Developers say it’s much cheaper to spruce up an old building than erect a new one. Demand is also high among homeowners.

“Nobody wants to live like their neighbour,” says Bob Rennie of Rennie Marketing Systems. “(A retro condo) is something different.”

Rennie, whose firm sold market condos in the Woodward’s department store mixed-use redevelopment on the Downtown East Side, says a heritage building’s appeal is all about character. Municipal policies, he adds, will be critical to maintaining developers’ interest in rejuvenating heritage buildings. 

“You can’t take (heritage buildings) away, so as long as the bonus and structure is in place, it incentivizes the developer to do it,” says Rennie. “But with today’s construction costs, we’re going to see that market slowing down, too.” 

However, the slowdown looks like it will arrive slowly – as long as there is adequate supply of properties to redevelop. 

Ward McAllister, the Urban Development Institute’s national president, says the City of Vancouver’s heritage advisory panel is doing a fantastic job of providing an inventory of heritage buildings and encouraging developers to maintain and recycle them. 

“All you have to do is drive through Yaletown and Gastown and wait to see what happens on the Downtown East Side,” says McAllister. “There is a huge amount of acquisitions going on down there right now and that whole area, all of those heritage buildings, will be re-claimed and re-formed and will be fantastic contributors to the overall community.” 

He adds there is massive developer appeal because heritage-building redevelopers know the market and the costs involved. 

But McAllister, also president and CEO of Vancouver-based Ledingham McAllister, a residential, industrial, office and commercial developer, says heritage building redevelopment is not for everyone. “It really is a very segregated market to a very specialized group,” he says. 

Robert Fung of the Vancouver-based Salient Group and Rick Ilich of Richmond-based Townline Homes Inc., are two developers who are taking the specialization test. 

They are both active in the Crosstown neighbourhood, located on the downward sloping north end of Beatty Street – which is within walking distance of Woodward’s, Gastown, Chinatown, the city’s entertainment district and the downtown waterfront. 

“It’s kind of personality-driven,” says Fung about developers’ willingness to specialize in heritage buildings. “I really like these buildings and what they have the potential do in their neighbourhood.” 

He says heritage building redevelopment has become a specialized field because large development companies tend not to get involved with older structures.

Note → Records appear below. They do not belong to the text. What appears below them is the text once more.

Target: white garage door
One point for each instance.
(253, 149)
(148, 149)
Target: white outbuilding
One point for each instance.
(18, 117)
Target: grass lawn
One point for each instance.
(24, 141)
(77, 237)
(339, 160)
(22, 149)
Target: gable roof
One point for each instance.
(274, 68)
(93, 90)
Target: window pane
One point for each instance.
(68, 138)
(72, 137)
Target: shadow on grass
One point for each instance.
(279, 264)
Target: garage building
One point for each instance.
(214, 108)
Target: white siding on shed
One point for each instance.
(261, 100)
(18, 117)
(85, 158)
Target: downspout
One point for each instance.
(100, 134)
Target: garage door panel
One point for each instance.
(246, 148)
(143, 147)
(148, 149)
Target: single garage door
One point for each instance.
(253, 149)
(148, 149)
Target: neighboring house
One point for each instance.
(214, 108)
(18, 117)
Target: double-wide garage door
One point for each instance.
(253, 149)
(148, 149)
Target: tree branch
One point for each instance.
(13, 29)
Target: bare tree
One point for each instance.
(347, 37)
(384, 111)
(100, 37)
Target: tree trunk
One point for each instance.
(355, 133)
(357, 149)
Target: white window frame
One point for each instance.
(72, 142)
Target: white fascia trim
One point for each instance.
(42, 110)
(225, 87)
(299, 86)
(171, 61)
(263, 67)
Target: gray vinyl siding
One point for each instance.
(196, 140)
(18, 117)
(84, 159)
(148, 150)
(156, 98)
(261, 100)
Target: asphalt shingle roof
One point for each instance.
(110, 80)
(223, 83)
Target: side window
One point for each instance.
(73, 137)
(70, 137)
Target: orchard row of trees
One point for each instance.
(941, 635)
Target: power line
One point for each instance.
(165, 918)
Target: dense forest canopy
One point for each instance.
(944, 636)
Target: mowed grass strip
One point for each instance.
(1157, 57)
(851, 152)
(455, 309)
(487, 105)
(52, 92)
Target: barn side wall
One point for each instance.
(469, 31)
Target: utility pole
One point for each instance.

With a heritage building, he says, construction costs are less predictable because unforeseen issues can emerge during construction, while a brand new building’s costs can be confirmed once a developer signs contracts with builders. 

The planning and construction processes also take longer and developers have to be more “hands-on.” 

As a result, many developers stop working with heritage buildings after one or two projects. 

Heritage redevelopment is highly specialized because it is very different from conventional development, adds city planner Beasley. 

Developers must deal with land uses, height restrictions and other factors that don’t apply to new buildings. 

Fung says the City of Vancouver is the leading jurisdiction in Canada when it comes to providing incentives for redeveloping heritage buildings, and it’s very difficult to work in other municipalities – that’s why Salient works primarily in Vancouver. 

In addition to the Bowman Block, Salient is redeveloping five buildings in three separate projects, including Terminus and Gaolers Mews along Water Street in Gastown; the Flack and Paris buildings on Hastings Street; and the Trapp building, which housed the former Army and Navy department store – and has been vacant for 31 years – at 668 Columbia Street in New Westminster. 

The Trapp site, formerly owned by a family that Fung declined to identify, will contain approximately 75 condos and 10,000 sq. ft. of commercial space.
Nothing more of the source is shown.